Jason Pettus’s review published on Letterboxd :
I had been interested in this documentary ever since it started touring the festival circuit last year, in which filmmakers Jairus McLeary and Gethin Aldous were given access to an intense four-day workshop that regularly takes place in Folsom Prison, wherein convict volunteers go through a type of confrontational group therapy in order to better understand their violent natures, process the crimes they committed, and emerge on the other side as better, more whole human beings. And indeed, I bet this would've been fascinating if the filmmakers had simply shown it all in a dispassionate, slow, thorough way that respected the days-long process that's involved with slowly pulling these prisoners out of their emotional shells; but in a heartbreakingly bad decision, McLeary and Aldous chose to edit their footage into the most overly dramatic, sensationalist, emotionally manipulative way possible, leaving a really bad taste in my mouth as I watched them skip over entire days of interesting conversations to instead selectively show us all the handful of moments when a prisoner would have a complete mental breakdown, rolling around on the floor and screaming hysterically for their lost mommy.
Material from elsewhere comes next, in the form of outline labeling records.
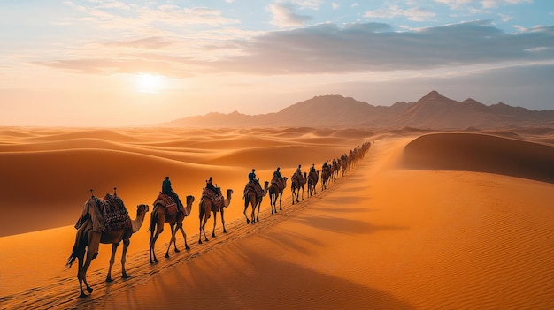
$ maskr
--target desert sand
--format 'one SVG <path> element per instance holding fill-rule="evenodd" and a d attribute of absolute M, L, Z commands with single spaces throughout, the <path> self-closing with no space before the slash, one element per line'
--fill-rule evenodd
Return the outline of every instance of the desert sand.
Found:
<path fill-rule="evenodd" d="M 371 142 L 364 159 L 317 193 L 246 224 L 247 175 L 290 177 Z M 0 128 L 1 309 L 554 308 L 554 131 L 432 132 L 358 129 Z M 191 249 L 149 261 L 150 214 L 119 248 L 101 245 L 80 299 L 65 268 L 73 224 L 93 189 L 117 187 L 131 218 L 170 176 L 196 201 Z M 234 190 L 216 237 L 198 240 L 212 176 Z M 289 185 L 289 183 L 288 184 Z M 150 208 L 151 211 L 151 208 Z M 250 209 L 249 209 L 250 211 Z M 210 233 L 213 218 L 208 221 Z M 121 246 L 120 246 L 121 247 Z"/>

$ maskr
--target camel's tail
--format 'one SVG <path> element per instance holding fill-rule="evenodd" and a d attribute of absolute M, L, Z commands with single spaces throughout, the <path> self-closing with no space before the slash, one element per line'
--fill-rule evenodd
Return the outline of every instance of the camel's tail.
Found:
<path fill-rule="evenodd" d="M 204 209 L 204 197 L 202 197 L 202 199 L 200 200 L 200 203 L 198 203 L 198 205 L 199 205 L 198 211 L 199 211 L 199 217 L 200 217 L 200 220 L 202 220 L 202 219 L 204 218 L 204 214 L 205 214 L 205 212 L 206 212 L 206 211 Z"/>
<path fill-rule="evenodd" d="M 65 268 L 70 268 L 77 258 L 84 256 L 88 231 L 90 231 L 90 227 L 87 227 L 84 224 L 77 230 L 77 233 L 75 234 L 75 244 L 71 251 L 71 255 L 67 258 Z"/>
<path fill-rule="evenodd" d="M 156 224 L 158 223 L 158 212 L 156 212 L 157 208 L 158 205 L 155 205 L 152 209 L 152 214 L 150 215 L 150 225 L 148 227 L 148 231 L 146 231 L 147 232 L 150 231 L 150 233 L 154 233 L 156 231 Z"/>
It's obvious when you watch this that those were the rare edge cases of this workshop, in that even all the fellow prisoners react to these moments like, "Wow, what the fuck flew up that guy's ass?;" yet two-thirds of the movie's entire running time is devoted to these edge-case moments, a naked attempt to turn the film into a tension-filled tearjerker when in fact it's the methodical process of the psychotherapy itself which is actually the most interesting thing about it.
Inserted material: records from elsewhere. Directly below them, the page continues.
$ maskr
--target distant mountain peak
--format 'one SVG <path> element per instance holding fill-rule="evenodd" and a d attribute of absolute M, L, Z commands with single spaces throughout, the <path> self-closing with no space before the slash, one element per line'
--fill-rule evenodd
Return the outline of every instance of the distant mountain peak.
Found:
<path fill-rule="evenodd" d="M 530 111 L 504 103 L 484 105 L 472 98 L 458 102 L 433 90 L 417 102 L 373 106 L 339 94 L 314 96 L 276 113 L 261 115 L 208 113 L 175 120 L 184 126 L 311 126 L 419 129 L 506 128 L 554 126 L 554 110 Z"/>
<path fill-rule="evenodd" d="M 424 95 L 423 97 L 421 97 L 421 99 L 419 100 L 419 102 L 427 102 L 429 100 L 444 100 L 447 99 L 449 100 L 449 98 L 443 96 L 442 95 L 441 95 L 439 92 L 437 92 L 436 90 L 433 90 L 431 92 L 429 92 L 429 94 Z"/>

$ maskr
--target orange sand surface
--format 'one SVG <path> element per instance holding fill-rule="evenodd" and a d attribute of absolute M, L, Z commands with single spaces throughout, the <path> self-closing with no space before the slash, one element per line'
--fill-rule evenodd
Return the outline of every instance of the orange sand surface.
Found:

I've already looked through other people's reviews of The Work here, and can plainly see that I'm going to the one and only person in the entire United States to give this movie a terrible review; so in defense of the rest of the millions of you who seemingly loved this, let me make it clear that the subject itself is gripping and fascinating, which I'm assuming is why most people felt so favorable towards it. I just really hated the way I felt so manipulated by the filmmakers as they were telling this story, and I was infuriated that they did this manipulation in such an insultingly sloppy, unhidden way, as if I wouldn't be able to tell that they were deliberately stringing together all the most melodramatic (and hence least narratively interesting) moments out of what amounted to 96 hours of raw footage. There's a great story to be told about this highly successful program that Folsom runs; but The Work is unfortunately not it.